But Glynn could not tear himself from Paris. How often he recalled the circumstances under which he had uttered these words to Elsie; they were almost the last he had spoken to her. He could almost hear the soft, tremulous tones in which she promised to listen to his reasons for not being able to tear himself away. No, it was impossible that she could have had the smallest anticipation of the dreadful catastrophe which awaited her. Yet her very last words—her last look haunted him. The questioning, wondering glance, the half-whisper—"you puzzle me!"

Twice during this miserable period of indecision Glynn encountered Vincent,—once on the stair leading to Lambert's abode, and once in the Boulevards.

In the first instance he greeted Glynn with the frankest expression of sorrow and sympathy for the great misfortune which had befallen Lambert, mentioning his own deep grief, and his compassionate forgiveness of Lambert's injurious accusations against himself.

Glynn found Lambert in a state of furious excitement after this visit, and uttering violent half-unintelligible threats against Vincent.

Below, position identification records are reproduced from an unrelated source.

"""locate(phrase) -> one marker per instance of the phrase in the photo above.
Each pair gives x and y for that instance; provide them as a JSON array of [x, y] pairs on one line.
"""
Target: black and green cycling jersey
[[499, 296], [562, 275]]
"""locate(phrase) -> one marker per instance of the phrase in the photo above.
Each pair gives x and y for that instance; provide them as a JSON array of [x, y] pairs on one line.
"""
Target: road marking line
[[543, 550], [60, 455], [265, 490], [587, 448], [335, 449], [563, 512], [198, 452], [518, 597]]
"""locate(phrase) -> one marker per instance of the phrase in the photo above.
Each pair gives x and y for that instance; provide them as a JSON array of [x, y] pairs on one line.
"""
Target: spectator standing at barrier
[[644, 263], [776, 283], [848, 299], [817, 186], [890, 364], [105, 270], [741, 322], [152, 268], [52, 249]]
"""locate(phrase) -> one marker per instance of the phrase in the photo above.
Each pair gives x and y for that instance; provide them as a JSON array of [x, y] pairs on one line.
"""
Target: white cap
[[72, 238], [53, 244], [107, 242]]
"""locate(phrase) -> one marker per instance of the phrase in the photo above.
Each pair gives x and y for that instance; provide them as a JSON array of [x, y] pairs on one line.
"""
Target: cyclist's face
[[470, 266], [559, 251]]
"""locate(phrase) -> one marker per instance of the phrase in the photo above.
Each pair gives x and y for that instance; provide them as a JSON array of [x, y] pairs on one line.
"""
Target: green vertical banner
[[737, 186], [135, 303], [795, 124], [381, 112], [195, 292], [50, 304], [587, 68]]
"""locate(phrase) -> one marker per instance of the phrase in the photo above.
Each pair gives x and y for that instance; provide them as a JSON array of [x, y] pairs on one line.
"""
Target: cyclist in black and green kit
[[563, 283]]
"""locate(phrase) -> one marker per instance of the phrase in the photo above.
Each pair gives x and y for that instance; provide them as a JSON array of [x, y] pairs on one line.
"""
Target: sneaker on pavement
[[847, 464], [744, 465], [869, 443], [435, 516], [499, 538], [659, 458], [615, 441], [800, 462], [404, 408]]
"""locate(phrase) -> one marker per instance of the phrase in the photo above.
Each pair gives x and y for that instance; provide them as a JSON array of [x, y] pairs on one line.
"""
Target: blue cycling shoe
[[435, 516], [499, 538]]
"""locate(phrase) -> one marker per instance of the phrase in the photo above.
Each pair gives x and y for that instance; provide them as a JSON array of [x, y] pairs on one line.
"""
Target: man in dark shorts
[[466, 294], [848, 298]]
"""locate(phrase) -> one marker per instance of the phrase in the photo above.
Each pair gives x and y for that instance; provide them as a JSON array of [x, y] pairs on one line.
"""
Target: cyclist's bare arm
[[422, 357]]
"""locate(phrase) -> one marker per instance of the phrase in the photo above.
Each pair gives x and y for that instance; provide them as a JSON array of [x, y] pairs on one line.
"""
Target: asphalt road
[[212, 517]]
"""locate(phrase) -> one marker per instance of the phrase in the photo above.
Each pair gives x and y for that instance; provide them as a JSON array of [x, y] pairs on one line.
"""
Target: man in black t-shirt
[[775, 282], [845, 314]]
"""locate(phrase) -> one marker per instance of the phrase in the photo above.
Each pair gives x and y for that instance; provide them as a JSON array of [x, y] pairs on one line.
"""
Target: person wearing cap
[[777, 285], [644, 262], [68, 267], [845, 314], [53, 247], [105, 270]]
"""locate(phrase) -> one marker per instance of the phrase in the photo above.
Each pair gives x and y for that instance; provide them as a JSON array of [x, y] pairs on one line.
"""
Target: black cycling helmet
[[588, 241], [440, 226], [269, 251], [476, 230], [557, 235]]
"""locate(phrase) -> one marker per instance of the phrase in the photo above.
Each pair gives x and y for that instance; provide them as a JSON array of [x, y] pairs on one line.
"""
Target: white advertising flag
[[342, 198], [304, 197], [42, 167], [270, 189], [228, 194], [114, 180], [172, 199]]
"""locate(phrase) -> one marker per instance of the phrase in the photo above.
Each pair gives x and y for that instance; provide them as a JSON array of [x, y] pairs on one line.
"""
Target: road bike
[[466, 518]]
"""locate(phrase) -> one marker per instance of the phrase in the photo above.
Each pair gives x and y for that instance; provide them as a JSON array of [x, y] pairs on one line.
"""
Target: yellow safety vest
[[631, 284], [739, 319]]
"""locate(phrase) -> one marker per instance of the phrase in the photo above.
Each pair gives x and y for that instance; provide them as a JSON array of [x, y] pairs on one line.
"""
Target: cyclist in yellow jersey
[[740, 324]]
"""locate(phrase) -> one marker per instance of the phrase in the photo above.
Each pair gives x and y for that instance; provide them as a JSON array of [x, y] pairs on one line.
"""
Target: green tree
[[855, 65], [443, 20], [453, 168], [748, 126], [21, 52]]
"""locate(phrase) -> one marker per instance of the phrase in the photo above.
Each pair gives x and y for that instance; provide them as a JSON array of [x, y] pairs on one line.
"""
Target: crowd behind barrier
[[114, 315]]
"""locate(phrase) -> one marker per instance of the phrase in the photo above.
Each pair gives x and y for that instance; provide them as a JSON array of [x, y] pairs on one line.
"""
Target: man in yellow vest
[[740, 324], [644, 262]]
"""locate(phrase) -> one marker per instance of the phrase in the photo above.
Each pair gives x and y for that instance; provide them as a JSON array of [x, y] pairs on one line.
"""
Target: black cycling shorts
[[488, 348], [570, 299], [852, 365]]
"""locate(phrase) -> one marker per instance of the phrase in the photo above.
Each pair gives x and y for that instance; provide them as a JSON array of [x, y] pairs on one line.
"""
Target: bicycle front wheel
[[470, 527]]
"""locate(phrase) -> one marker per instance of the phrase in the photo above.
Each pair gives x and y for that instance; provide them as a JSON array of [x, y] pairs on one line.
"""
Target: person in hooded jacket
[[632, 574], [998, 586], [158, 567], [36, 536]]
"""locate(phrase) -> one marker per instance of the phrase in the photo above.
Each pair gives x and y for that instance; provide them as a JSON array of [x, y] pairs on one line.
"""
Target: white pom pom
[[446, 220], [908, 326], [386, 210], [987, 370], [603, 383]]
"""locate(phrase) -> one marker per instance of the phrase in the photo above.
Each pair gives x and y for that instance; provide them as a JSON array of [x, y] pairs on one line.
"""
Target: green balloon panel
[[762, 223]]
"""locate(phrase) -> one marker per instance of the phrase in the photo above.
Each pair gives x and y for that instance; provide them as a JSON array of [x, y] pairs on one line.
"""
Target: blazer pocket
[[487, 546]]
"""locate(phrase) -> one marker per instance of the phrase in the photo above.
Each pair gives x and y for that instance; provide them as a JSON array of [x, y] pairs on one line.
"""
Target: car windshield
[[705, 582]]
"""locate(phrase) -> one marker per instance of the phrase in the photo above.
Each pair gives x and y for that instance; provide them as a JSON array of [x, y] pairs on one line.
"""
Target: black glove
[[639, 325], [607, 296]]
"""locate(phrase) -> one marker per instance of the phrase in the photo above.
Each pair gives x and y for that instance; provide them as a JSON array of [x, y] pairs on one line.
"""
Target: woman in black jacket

On their second meeting Glynn tried to pass him, but in vain, and was obliged to listen to a string of suggestions and conjectures respecting the supposed fugitive which nearly drove him to throttle his interlocutor and fling him into the street under the hoofs of the passing horses, especially as he felt that Vincent's small, penetrating, watchful eyes were intently, searchingly fixed on his face while he spoke.

At length letters from his partners obliged him to quit the scene of so much suffering and disaster.

It was with the deepest reluctance that Glynn bid Lambert good-bye. The unhappy father still wore the same aspect of helplessness, of sullen submission to the irresistible. He scarcely heeded Glynn's announcement of his immediate departure, and merely answered his ardent request for the earliest information respecting any crumbs of intelligence in the affirmative. He put Glynn's card in his pocket-book mechanically. Yet he wrung his hand hard at parting, and bid God bless him, brokenly—yet heartily.

Glynn, not satisfied with Lambert's promise, obtained an interview with M. Claude, who was even more curt and immovable than ever. He, however, condescended to promise that he would not fail to let him know should any traces of the missing girl be found.

Glynn was not perhaps fully aware of the withering change which the torture of the last three weeks had wrought in him until he attempted to resume the routine of his former life. The color and flavor seemed to have been extracted from existence, nothing was left worth hoping for, working for, living for, and the heads of his firm exclaimed at his haggard, worn aspect.

The second day after he had resumed his attendance at the office he found himself too faint and dizzy to continue the writing on which he was engaged. His head ached intensely, his pulses throbbed. He rang, and began to explain to the clerk who answered his summons that he felt so ill he must return home; but before he could finish his sentence he fell heavily at the feet of his startled hearer. He was conveyed carefully to his own residence, which he did not leave for many weeks,—not till he had been brought to the verge of the grave by a fierce brain-fever.